I once heard a southern historian note (on a civil war documentary) that 'the north fought the war with one hand tied behind its back', that the secessionist dream was in the end a fools dream, because the industrial north was simply too powerful and too obstinate to allow anything but its will to dominate. Lincoln makes the war appear harder that it was, and as time moved on we must remember that even that civil war became unpopular in the North with many calling for withdrawals etc.
There are parallels today with Iraq, the anti-war movement seems to be just as vocal and just as impotent, because there are much more powerful interests at work, interests that care nothing for democracy or the wishes of the Great Unwashed.

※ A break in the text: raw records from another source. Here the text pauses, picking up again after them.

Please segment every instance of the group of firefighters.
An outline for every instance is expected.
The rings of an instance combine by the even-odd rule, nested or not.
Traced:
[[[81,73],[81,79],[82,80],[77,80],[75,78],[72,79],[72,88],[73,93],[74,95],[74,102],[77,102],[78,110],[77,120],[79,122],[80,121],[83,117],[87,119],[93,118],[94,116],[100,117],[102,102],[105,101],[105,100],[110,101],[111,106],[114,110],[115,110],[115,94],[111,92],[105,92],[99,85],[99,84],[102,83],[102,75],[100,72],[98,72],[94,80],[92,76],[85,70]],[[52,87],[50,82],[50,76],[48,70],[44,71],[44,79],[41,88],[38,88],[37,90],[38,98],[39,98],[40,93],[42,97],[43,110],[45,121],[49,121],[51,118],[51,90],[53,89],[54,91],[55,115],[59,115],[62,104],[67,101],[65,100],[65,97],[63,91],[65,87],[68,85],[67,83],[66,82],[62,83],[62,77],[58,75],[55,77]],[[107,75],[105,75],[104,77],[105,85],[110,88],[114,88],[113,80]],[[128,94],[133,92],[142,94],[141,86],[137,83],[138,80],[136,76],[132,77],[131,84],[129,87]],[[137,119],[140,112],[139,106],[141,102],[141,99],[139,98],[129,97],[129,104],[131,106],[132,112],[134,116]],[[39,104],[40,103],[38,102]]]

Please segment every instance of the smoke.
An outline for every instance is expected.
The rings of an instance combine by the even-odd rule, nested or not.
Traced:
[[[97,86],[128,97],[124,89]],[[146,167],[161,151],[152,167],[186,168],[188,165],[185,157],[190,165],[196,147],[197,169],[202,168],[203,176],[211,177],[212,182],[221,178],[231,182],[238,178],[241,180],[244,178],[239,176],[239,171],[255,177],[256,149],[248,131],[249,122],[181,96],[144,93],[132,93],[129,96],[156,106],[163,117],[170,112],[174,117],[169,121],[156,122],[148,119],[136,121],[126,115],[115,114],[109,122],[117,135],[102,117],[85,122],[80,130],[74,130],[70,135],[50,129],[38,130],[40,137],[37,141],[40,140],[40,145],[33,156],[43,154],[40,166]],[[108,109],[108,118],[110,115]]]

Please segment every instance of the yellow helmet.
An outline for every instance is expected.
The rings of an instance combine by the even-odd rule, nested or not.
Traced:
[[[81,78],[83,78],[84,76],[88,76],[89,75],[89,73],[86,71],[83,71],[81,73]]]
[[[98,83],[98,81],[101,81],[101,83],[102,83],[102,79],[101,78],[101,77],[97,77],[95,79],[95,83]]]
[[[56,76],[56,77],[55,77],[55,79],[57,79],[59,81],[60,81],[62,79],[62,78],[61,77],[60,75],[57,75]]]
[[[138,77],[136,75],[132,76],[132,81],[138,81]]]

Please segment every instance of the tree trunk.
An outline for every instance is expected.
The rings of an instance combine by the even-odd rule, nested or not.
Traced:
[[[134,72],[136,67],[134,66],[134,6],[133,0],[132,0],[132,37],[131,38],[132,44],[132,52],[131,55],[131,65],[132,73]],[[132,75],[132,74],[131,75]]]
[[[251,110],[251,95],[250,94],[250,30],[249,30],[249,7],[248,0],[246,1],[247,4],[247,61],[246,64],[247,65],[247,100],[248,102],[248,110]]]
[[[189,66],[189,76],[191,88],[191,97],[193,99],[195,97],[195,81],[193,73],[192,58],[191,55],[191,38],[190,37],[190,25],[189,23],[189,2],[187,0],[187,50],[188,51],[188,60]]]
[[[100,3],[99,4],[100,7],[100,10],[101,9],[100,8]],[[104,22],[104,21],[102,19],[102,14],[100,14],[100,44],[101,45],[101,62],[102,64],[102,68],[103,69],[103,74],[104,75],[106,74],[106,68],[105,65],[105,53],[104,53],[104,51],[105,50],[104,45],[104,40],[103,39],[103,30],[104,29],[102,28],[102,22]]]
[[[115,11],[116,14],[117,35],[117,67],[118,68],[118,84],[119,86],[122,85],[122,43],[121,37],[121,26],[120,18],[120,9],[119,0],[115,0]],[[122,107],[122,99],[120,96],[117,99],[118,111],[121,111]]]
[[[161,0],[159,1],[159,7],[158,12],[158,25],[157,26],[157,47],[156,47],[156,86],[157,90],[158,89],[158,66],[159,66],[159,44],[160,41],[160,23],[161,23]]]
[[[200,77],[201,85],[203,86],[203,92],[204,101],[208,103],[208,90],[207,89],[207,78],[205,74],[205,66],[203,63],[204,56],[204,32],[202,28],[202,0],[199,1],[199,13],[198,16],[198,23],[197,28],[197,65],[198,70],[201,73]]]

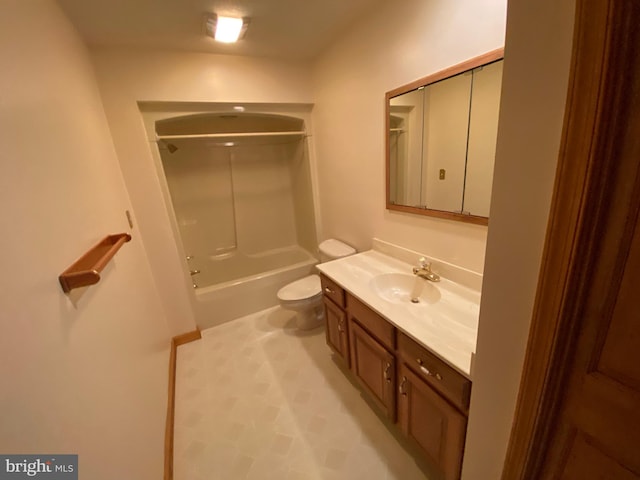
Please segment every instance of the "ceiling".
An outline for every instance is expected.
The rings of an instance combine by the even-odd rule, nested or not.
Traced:
[[[88,45],[308,60],[384,0],[58,0]],[[244,39],[214,42],[205,13],[249,17]]]

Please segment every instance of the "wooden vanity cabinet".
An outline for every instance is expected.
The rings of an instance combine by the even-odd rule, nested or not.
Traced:
[[[324,275],[320,276],[320,284],[322,285],[322,301],[326,318],[327,345],[349,368],[349,325],[347,313],[344,310],[344,290]]]
[[[321,275],[327,344],[445,480],[460,478],[471,381]]]
[[[396,419],[396,357],[349,318],[351,371],[378,409]]]
[[[404,363],[398,369],[398,423],[446,480],[460,478],[467,417]]]

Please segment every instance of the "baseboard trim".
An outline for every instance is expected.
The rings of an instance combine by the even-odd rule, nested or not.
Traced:
[[[164,430],[164,480],[173,480],[173,427],[176,413],[176,359],[178,347],[202,338],[200,329],[183,333],[171,339],[169,351],[169,392],[167,398],[167,421]]]

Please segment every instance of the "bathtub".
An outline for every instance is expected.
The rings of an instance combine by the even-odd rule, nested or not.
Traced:
[[[314,273],[318,260],[299,246],[259,254],[238,251],[194,258],[191,269],[196,323],[210,328],[278,304],[287,283]]]

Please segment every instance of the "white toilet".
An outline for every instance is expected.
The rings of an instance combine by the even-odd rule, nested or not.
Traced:
[[[329,239],[320,244],[320,261],[328,262],[356,253],[353,247],[339,240]],[[301,330],[310,330],[324,321],[322,287],[318,275],[291,282],[278,290],[280,306],[296,312],[296,325]]]

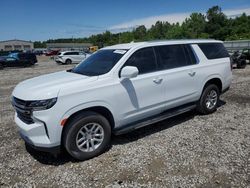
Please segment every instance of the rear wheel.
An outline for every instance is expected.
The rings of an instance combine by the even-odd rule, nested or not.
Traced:
[[[215,84],[208,85],[202,92],[197,104],[197,110],[201,114],[210,114],[216,111],[219,101],[219,89]]]
[[[83,112],[65,127],[63,144],[72,157],[86,160],[103,153],[110,138],[111,127],[105,117],[95,112]]]
[[[71,59],[67,59],[67,60],[65,61],[65,63],[66,63],[66,64],[71,64],[72,61],[71,61]]]

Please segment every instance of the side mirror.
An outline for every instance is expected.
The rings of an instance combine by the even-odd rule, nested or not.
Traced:
[[[126,66],[122,68],[121,78],[135,78],[139,73],[137,67]]]

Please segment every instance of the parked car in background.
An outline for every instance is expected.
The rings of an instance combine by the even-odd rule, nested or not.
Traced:
[[[57,63],[62,63],[62,64],[80,63],[88,56],[89,54],[85,52],[65,51],[58,53],[58,56],[56,57],[55,61]]]
[[[22,53],[22,52],[17,52],[17,53],[10,53],[8,57],[13,57],[19,61],[29,61],[31,64],[37,63],[37,58],[34,53]]]
[[[32,65],[34,65],[34,63],[29,59],[17,59],[9,56],[0,58],[0,69],[4,67],[28,67]]]
[[[60,52],[60,50],[50,50],[45,53],[46,56],[55,56]]]
[[[247,59],[248,61],[250,61],[250,49],[244,49],[244,50],[242,51],[242,54],[244,54],[245,57],[246,57],[246,59]]]
[[[246,55],[239,51],[233,52],[231,55],[232,66],[236,65],[238,69],[244,69],[246,67]]]
[[[102,48],[73,69],[21,82],[12,104],[28,145],[52,153],[64,147],[85,160],[104,152],[112,133],[192,109],[215,112],[231,80],[221,41],[128,43]]]

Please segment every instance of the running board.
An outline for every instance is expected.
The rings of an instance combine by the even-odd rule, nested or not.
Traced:
[[[147,125],[154,124],[156,122],[177,116],[179,114],[183,114],[185,112],[193,110],[195,107],[196,107],[196,105],[194,103],[192,103],[191,105],[189,104],[189,105],[183,105],[181,107],[173,108],[173,109],[167,110],[159,115],[146,118],[142,121],[138,121],[135,123],[131,123],[131,124],[119,127],[118,129],[114,130],[114,134],[115,135],[125,134],[125,133],[128,133],[130,131],[139,129],[141,127],[145,127]]]

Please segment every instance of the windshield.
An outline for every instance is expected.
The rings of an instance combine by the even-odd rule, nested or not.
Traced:
[[[109,72],[126,53],[126,50],[99,50],[72,69],[86,76],[98,76]]]

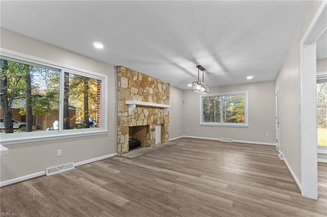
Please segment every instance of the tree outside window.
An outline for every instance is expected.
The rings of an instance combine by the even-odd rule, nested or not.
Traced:
[[[60,129],[60,116],[63,129],[100,127],[100,80],[10,60],[0,61],[2,133]],[[61,76],[65,77],[62,87]],[[64,89],[62,105],[59,103],[60,88]],[[63,114],[60,114],[61,106]]]

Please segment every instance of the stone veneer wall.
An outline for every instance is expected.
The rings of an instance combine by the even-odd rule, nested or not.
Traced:
[[[149,125],[147,143],[155,143],[155,125],[162,124],[161,142],[168,142],[169,111],[167,108],[136,105],[128,115],[126,100],[169,104],[170,85],[123,66],[117,67],[118,76],[119,154],[128,151],[129,127]]]

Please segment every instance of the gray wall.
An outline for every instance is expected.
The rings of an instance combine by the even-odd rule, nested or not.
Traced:
[[[169,139],[172,140],[184,135],[183,124],[183,91],[170,86],[169,103]]]
[[[114,154],[117,146],[115,67],[49,44],[1,29],[2,48],[108,76],[107,134],[7,145],[9,154],[1,158],[1,181],[44,171],[46,168]],[[57,150],[62,155],[57,157]]]
[[[320,1],[311,1],[309,3],[276,79],[276,84],[279,84],[282,110],[279,119],[281,150],[300,182],[301,182],[300,41],[320,4]]]
[[[327,58],[317,60],[317,72],[327,72]]]
[[[184,91],[182,115],[183,134],[207,138],[229,138],[249,142],[274,144],[275,85],[274,81],[210,87],[209,93],[248,91],[248,127],[200,126],[200,95]],[[171,96],[171,100],[173,97]],[[266,137],[266,133],[269,137]]]

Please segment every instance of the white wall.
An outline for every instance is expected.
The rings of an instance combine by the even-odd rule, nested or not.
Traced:
[[[114,154],[117,146],[117,79],[115,67],[1,29],[2,48],[84,69],[108,76],[107,134],[6,146],[9,154],[1,158],[2,182],[44,171],[46,168]],[[62,155],[57,157],[57,150]]]
[[[248,91],[248,127],[200,126],[200,95],[192,90],[185,90],[182,113],[183,134],[275,144],[274,82],[209,88],[210,94],[239,91]],[[266,137],[267,132],[269,137]]]
[[[317,60],[317,72],[327,72],[327,58]]]
[[[279,84],[280,147],[291,172],[301,182],[300,41],[311,22],[320,1],[311,1],[281,68],[276,84]]]
[[[172,140],[183,135],[183,91],[170,86],[169,103],[169,139]]]

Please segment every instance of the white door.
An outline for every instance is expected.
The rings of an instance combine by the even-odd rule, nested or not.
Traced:
[[[275,91],[275,104],[276,104],[276,147],[278,151],[279,149],[279,118],[281,116],[281,99],[279,96],[279,85],[276,86]]]
[[[155,144],[161,143],[161,125],[155,126]]]

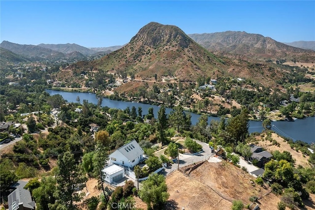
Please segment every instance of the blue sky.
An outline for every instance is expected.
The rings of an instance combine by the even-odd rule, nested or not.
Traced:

Iraq is simply being taught a lesson, just as Dresden was an lesson to the German nation, never to rise up and assert yourself again 'or else'!

Against this overarching anarchist approach to international affairs we have nothing but the spin and hyperbole of campaign PRO's and the yelping yahoos of the medialand reguritating the same old lies about 'change' and 'western democracy' and all the post-war cliches that are losing their idealistic gloss in the face of the rise of the NSA to a level more powerful than MI6 or even the old KGB!

Americas government admits recently that its spies on Americans regularly, and this anti-constitutional admission is met with deafening silence from the masses, nothing above the din of daily routine of struggling to survive in the worlds richest country where the poorest live in Darfuri conditions.
Where is the revolution? Where are Americas freedom loving masses to tar and feather Bush. Who will tear down the walls of the NSA?

America is dead, it died on 9-11 after a long but terminal illness.